The Mutual Blessings of Umuganda
by Guest Writer Lama Mugabo
In my late teens, I was awarded a unique opportunity to broaden my horizons. I was awarded the United Nations High Commission for Refugees Scholarship to attend the Lester B. Pearson College of the Pacific (now known as Pearson College: UWC), outside Victoria, British Columbia. The college is named after the late Canadian Prime Minister Lester B. Pearson, who won the Nobel Peace Prize in 1968. Pearson brilliantly posited: “How can there be peace without people understanding each other, and how can this be if they don’t know each other?”
Every year, a new cohort of one hundred students, ten percent of whom come from Canadian provinces and territories, arrives on campus to study for two years. The college creates an environment for all two hundred students to live, study, and thrive together. When I was there, we received the gift of rigorous academic training, and we were given plenty of opportunities to volunteer in the community.
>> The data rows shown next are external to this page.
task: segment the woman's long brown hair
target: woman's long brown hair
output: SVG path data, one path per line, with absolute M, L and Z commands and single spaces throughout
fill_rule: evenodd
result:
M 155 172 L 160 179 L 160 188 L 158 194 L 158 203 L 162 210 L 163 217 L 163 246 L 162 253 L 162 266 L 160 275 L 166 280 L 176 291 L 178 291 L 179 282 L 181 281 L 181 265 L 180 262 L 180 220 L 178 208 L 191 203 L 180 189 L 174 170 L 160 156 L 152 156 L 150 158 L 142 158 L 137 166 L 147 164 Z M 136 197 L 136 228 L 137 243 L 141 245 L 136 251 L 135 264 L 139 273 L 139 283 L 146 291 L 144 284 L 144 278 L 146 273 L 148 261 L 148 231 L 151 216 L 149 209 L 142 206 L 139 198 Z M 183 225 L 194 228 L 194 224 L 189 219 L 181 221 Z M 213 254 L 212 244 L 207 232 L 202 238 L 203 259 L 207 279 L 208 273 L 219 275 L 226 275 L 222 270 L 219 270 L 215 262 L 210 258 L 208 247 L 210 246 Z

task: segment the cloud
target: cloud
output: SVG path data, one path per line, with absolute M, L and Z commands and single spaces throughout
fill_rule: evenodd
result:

There, I discovered the value of giving back to the community and the joy of seeing the responses in the faces of those we served. Whether it was the children we worked with at the local YMCA on Wednesdays or the seniors with whom we interacted on Friday afternoons, they told us that we brought joy into their hearts. As for us, we gained considerable satisfaction from listening to their stories and learning from their experiences.
In 1994, my country, Rwanda, made breaking news. In only one hundred days, more than a million innocent lives were slaughtered for no other reason than they had been born Tutsis. I was devastated. While many Rwandan Canadians returned to the region to help rebuild the country after the genocide, I chose to stay behind and raise awareness about the causes of the genocide, the impact it had on my people, and what Rwandans were doing to heal their society.
1994, Rwanda had hit rock bottom. Rwandans vowed that they would do whatever they could to rebuild their society by turning their adversity into opportunities. When I returned to Rwanda in 2008, I was pleasantly surprised to see the level of volunteerism and the energy Rwandans put into rebuilding their society.
On the last Saturday of every month, Rwandans devote the morning to the traditional practice of Umuganda, ‘coming together in common purpose to achieve an outcome’. Village by village, neighbours spend time in cleaning their environment and talking about key development issues. Community development discussions range from the value of universal healthcare to community policing, family planning, the importance of girls’ education, and many other relevant topics. The government buys construction materials, individuals contribute labor, and the people build schools, roads, bridges, and health centres. Through Umuganda, residents are engaged and they rejoice when they see the results of their collective labor. The monthly community service nurtures social cohesion. Rwanda demonstrated that less-developed nations don’t need to wait for foreign aid to begin the task of fighting poverty and rebuilding community.
As a member of the African diaspora in Vancouver, I continue to witness the remarkable devotion people show in volunteering to build back our local community, whether by coming to the Nora Hendrix Place Garden to grow vegetables and cook healthy meals, or by nourishing our souls by sharing stories.
I once asked one of our elder volunteers why she gave. She paused to think for a moment and then replied, “Over the years I learned to give, not because I have much, but because I know exactly how it feels to have nothing”.
We give to bring joy, to express and build community, or because we know for ourselves what it is like to have extreme needs. We give because we are called to give, and often we are given back even more than we have given.
“There is the one who [generously] scatters [abroad], and yet increases all the more; And there is the one who withholds what is justly due, but it results only in want and poverty.” Proverbs 11:24 Amplified
Blessings,
Lama
Lama Mugabo,founder and Ex Director of Building Bridges with Rwanda and a member of the Hogan Alley Society.